Many companies use third-party analytical applications to understand how customers interact with their websites. One example is session replay software, which collects small pieces of log data, page scrolling and cursor behavior on the website. The business can then assess this information to improve the effectiveness of its online presence. The use of this software is increasing as digital marketing becomes more sophisticated.
Recently, dozens of lawsuits were filed in Florida and California alleging that companies using session replay software are in violation of state wiretap laws, such as the Florida Security in Communications Act (FSCA) and the California Invasion of Privacy Act (CIPA). These laws prohibit the intentional interception of communications and create private rights of action. The penalties for violation of these laws can be stiff. The FSCA, for example, allows for injunctive relief, actual damages, liquidated damages of at least $100 a day for each day of a violation or $1,000 (whichever is higher), punitive damages and attorney’s fees. CIPA permits, among other things, $5,000 in statutory damages per violation or three times the amount of actual damages, whichever is greater.
The state wiretap laws were never intended to apply to this scenario and there are strong defenses to these lawsuits. Such defenses include:
- implied/express consent based on notice of the technology and continued use of the site;
- exceptions in the FSCA for business communications;
- a lack of interception of communication content; and
- for California cases, the inability of a party to eavesdrop on its own conversation.

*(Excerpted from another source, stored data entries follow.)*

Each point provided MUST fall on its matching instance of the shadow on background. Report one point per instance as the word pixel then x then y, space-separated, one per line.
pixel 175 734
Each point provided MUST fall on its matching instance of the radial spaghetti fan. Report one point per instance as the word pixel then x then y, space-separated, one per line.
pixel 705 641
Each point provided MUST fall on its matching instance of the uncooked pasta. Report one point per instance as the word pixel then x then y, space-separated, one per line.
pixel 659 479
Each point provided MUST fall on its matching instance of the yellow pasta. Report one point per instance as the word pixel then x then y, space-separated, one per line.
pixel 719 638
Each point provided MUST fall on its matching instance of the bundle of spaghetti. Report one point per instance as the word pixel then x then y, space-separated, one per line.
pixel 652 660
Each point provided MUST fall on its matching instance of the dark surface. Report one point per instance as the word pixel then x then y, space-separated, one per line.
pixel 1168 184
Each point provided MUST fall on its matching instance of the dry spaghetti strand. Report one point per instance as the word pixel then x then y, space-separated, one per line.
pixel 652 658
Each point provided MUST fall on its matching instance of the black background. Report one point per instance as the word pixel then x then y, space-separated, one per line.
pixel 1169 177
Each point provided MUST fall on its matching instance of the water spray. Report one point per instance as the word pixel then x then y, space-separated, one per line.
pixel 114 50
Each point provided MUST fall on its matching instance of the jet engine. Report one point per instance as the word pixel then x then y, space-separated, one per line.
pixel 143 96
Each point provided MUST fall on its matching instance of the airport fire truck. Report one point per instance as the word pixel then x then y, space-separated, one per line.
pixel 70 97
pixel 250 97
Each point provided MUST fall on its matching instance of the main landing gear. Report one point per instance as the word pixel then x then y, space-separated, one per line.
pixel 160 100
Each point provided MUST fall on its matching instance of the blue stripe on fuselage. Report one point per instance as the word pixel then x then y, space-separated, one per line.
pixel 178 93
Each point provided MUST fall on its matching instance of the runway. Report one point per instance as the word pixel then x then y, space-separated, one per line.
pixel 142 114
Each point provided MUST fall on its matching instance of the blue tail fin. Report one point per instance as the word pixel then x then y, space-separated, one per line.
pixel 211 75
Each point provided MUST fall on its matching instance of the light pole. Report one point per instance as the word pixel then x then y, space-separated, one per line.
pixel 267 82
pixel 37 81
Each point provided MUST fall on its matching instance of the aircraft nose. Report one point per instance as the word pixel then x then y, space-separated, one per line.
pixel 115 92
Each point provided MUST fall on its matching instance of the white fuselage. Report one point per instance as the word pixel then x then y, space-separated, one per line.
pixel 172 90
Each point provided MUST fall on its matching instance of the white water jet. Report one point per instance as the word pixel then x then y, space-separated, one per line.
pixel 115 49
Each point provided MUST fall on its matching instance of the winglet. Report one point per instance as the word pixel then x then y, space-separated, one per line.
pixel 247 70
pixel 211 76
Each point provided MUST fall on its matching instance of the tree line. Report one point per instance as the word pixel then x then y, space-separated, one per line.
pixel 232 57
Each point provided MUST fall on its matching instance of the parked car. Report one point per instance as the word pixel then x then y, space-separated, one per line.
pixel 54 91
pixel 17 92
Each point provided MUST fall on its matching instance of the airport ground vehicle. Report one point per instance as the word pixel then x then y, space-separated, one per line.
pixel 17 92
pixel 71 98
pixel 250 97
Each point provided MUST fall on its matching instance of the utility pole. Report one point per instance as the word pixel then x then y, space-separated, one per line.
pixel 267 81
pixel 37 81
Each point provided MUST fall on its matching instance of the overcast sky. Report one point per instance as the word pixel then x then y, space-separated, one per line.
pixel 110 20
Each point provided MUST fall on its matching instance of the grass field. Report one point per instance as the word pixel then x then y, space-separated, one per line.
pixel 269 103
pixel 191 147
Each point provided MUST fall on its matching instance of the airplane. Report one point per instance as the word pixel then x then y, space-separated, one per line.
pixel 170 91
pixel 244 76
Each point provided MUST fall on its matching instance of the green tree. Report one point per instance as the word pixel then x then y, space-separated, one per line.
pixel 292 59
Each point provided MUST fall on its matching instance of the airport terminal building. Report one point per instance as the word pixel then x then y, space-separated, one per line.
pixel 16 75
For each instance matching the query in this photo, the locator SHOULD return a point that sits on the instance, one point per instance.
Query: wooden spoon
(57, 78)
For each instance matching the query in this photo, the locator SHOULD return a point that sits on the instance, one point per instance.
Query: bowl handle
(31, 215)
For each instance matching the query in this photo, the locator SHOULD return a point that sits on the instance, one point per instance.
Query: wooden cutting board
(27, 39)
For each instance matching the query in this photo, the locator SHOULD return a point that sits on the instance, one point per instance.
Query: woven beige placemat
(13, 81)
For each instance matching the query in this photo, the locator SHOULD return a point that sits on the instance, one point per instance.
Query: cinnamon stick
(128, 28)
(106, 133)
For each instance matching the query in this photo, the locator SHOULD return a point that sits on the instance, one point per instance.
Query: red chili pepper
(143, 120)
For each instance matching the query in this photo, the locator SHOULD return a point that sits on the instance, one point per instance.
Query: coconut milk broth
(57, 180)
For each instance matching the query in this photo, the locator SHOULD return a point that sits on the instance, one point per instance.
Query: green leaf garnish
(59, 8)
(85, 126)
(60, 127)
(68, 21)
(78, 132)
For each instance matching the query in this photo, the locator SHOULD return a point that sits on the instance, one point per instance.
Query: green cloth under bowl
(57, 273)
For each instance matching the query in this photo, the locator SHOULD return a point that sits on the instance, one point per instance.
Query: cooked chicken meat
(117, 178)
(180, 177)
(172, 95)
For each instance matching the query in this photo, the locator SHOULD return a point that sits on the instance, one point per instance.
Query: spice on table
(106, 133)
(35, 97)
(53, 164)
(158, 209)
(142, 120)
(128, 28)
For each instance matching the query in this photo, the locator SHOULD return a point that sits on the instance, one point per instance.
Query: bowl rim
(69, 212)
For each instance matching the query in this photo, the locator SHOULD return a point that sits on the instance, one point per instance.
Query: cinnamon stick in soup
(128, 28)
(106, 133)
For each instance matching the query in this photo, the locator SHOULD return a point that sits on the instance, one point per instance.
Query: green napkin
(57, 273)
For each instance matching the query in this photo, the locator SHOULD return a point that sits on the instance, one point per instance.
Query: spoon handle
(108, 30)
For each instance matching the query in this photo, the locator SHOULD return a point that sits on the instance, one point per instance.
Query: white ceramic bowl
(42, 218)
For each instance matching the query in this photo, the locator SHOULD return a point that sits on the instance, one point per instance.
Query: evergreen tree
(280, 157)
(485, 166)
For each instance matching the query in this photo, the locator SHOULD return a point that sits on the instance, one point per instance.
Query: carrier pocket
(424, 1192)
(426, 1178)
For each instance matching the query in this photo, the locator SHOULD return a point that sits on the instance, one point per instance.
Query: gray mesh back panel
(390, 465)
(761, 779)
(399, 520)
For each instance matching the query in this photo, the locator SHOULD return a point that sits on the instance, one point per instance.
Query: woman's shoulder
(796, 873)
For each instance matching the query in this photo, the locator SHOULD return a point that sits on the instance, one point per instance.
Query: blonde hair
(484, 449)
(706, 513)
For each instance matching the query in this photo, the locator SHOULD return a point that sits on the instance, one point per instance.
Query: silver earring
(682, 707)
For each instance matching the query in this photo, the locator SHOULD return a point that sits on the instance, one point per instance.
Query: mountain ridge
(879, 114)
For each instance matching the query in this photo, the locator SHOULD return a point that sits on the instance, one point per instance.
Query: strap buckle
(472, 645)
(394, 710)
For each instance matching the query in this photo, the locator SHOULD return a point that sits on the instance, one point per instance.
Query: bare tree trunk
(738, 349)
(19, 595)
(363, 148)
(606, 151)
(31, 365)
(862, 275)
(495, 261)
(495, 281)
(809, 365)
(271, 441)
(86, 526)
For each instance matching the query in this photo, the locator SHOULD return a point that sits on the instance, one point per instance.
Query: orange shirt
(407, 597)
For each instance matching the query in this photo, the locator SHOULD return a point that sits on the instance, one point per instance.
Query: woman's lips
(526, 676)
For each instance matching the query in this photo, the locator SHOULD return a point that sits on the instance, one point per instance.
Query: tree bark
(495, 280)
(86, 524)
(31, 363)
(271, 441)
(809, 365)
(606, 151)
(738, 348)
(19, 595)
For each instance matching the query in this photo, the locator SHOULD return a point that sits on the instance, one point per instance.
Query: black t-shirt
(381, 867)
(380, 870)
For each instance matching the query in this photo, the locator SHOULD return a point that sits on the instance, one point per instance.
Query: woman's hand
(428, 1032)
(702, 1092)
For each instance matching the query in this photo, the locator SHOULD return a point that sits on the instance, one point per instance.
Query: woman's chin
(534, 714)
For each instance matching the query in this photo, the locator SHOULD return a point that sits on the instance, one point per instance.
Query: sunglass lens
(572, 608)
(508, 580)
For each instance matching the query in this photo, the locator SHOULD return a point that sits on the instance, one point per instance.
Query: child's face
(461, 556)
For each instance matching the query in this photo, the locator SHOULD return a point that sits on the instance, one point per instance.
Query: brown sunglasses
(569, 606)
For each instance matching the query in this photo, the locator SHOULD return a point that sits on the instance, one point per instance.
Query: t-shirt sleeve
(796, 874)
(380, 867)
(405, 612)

Proactively Minimizing the Risks
Fortunately, companies can take steps to proactively strengthen their defenses and mitigate or transfer the litigation risks. First, your company must perform due diligence to understand how your session replay and other website tracking solutions operate. What information do they collect (and not collect)? How is the information used/shared/stored? What rights do you have against your vendors if your company is targeted with one of these lawsuits?
It is also good practice to explore risk transfer options, like revisiting your agreement with session replay and tracking solution vendors to strengthen your indemnification rights (where possible) or obtaining insurance that would cover claims relating to your website technology.
Companies should engage experienced counsel knowledgeable in session replay/tracking technology and state privacy laws to help proactively minimize risks of a wiretap lawsuit. At a minimum, in-house counsel should ask questions to understand how their company’s website uses session replay and other tracking solutions. Effective notice and consent mechanisms should then be implemented to accurately disclose and obtain consent for the use of session replay and tracking technology. Lastly, companies should evaluate risk transfer opportunities like third-party indemnification or acquiring insurance that would provide coverage for third-party losses associated with this new wave of lawsuits.